SENATE BILL REPORT
HB 1777
As of March 13, 2023
Title: An act relating to authorizing the use of performance-based contracting for energy services and equipment.
Brief Description: Authorizing the use of performance-based contracting for energy services and equipment.
Sponsors: Representatives Doglio, Fitzgibbon, Duerr, Lekanoff, Stearns, McEntire, Ramel and Pollet.
Brief History: Passed House: 3/1/23, 96-0.
Committee Activity: Environment, Energy & Technology: 3/14/23.
Brief Summary of Bill
  • Authorizes state agencies or school districts to independently enter into performance-based contracts for energy equipment and services under certain conditions.
SENATE COMMITTEE ON ENVIRONMENT, ENERGY & TECHNOLOGY
Staff: Angela Kleis (786-7469)
Background:

Performance-Based Contracting for Energy Conservation Projects. Municipalities, including cities, counties, and port districts, may negotiate performance-based contracts with companies that offer water conservation, solid waste reduction, or energy equipment and services.
 
Performance-based contracts for energy conservation have payment terms that are:

  • set as a percentage of the annual energy, water, or solid waste cost savings or benefits achieved through conservation attributable to the contract; or
  • guaranteed by the service provider to be less than the annual energy, water, or solid waste cost savings or benefits attributable to the contract.

 
A state agency or school district may work through the Department of Enterprise Services (DES) to develop and finance energy conservation projects, enter into performance-based contracts for energy services, and contract to sell energy savings from a conservation project.

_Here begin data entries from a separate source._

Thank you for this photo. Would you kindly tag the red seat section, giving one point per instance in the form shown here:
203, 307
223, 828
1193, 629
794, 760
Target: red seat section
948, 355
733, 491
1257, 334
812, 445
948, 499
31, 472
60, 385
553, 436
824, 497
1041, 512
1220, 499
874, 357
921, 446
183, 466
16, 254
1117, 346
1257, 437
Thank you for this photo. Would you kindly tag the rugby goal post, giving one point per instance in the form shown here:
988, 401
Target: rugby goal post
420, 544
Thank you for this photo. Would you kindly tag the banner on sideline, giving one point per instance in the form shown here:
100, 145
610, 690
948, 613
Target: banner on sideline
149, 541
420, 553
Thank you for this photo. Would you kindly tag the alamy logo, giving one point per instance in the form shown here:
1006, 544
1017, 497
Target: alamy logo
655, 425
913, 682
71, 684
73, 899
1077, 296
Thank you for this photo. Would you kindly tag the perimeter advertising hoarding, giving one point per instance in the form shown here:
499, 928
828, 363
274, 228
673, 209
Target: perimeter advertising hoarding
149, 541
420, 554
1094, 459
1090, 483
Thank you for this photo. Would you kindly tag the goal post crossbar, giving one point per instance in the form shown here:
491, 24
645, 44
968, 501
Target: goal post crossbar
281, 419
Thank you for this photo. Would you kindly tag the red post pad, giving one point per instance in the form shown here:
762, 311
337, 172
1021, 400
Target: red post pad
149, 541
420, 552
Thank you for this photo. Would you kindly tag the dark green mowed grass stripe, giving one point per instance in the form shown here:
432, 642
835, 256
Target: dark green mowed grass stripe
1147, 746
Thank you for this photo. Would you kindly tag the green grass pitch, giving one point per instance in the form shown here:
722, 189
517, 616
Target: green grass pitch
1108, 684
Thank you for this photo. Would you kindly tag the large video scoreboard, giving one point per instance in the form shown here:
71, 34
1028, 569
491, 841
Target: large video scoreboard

Conservation projects may be funded through DES Energy Savings Performance Contracting process through utility savings, capital funding, grants, or loans. Conservation includes reduced energy consumption, energy demand, energy cost, greenhouse gas emissions, and reduced use or cost of water, wastewater, or solid waste.
 
Certificate of Participation Program. Real property and major equipment acquisitions for state agencies and local governments may be financed through the Certificate of Participation (COP) programs administered by the Office of the State Treasurer (OST). COP programs combine borrowing into larger offerings to reduce the overall cost of financing. For state projects, debt incurred under COP programs does not fall under the state debt limit.
 
OST has adopted policy guidance for COP program financing for energy upgrade projects and for financing contracts for state agency agreements. Under the COP program, OST executes a financing contract agreement between OST and the agency when the COP program issuance occurs. State agencies may use financing contracts to provide all or part of the funding for conservation projects. Except for financing contracts entered into by state and regional universities, the State Finance Committee approves the form of all financing contracts of the state. 
 
Clean Buildings Performance Standard. In 2019 the State Energy Performance Standard (Standard) for commercial buildings was established. The Standard requires the Department of Commerce (Commerce) to establish rules for energy performance standards for covered buildings, collect data on compliance, and report on outcomes. With certain exemptions, there are two tiers of covered buildings under the Standard: 

  • a Tier 1 covered building is a building where the sum of nonresidential, hotel, motel, and dormitory floor areas exceed 50,000 gross square feet, excluding the parking garage area; and
  • a Tier 2 covered building is a building where the sum of multifamily residential, nonresidential, hotel, motel, or dormitory floor areas is greater than 20,000 gross square feet but less than 50,000 gross square feet, excluding the parking garage area, and a multifamily residential building where floor area is equal to or greater than 50,000 gross square feet, excluding the parking garage area.

 
Dates of compliance with the Standard are phased in based on building size. Commerce may impose administrative penalties for building owners who fail to document compliance with the Standard by the compliance deadlines.

Summary of Bill:

Either independently or through DES, state agencies or school districts may finance energy conservation projects at public facilities, enter into performance-based contracts for energy services, and contract to sell energy savings from a conservation project. 
 
State agencies or school districts may contract with entities for energy equipment or services provided to the agency or school district when the following conditions are met:

  • the contract includes terms that transfer ownership of the energy equipment from the state agency or school district to the entity;
  • the entity is responsible for cost-savings and performance guarantees through the terms of the contract;
  • the value of energy equipment or services at the time of contract execution may exceed the fair market value of property leased by the agency or school district, and this must be considered cost-effective; and
  • at the end of the financing term of the contract, equipment ownership must be transferred back to the state agency or school district at no residual value.

 
In addition to financing contracts, state agencies and school districts may use performance-based contracts to provide all or part of the funding for conservation projects.

Appropriation: None.
Fiscal Note: Available.
Creates Committee/Commission/Task Force that includes Legislative members: No.
Effective Date: Ninety days after adjournment of session in which bill is passed.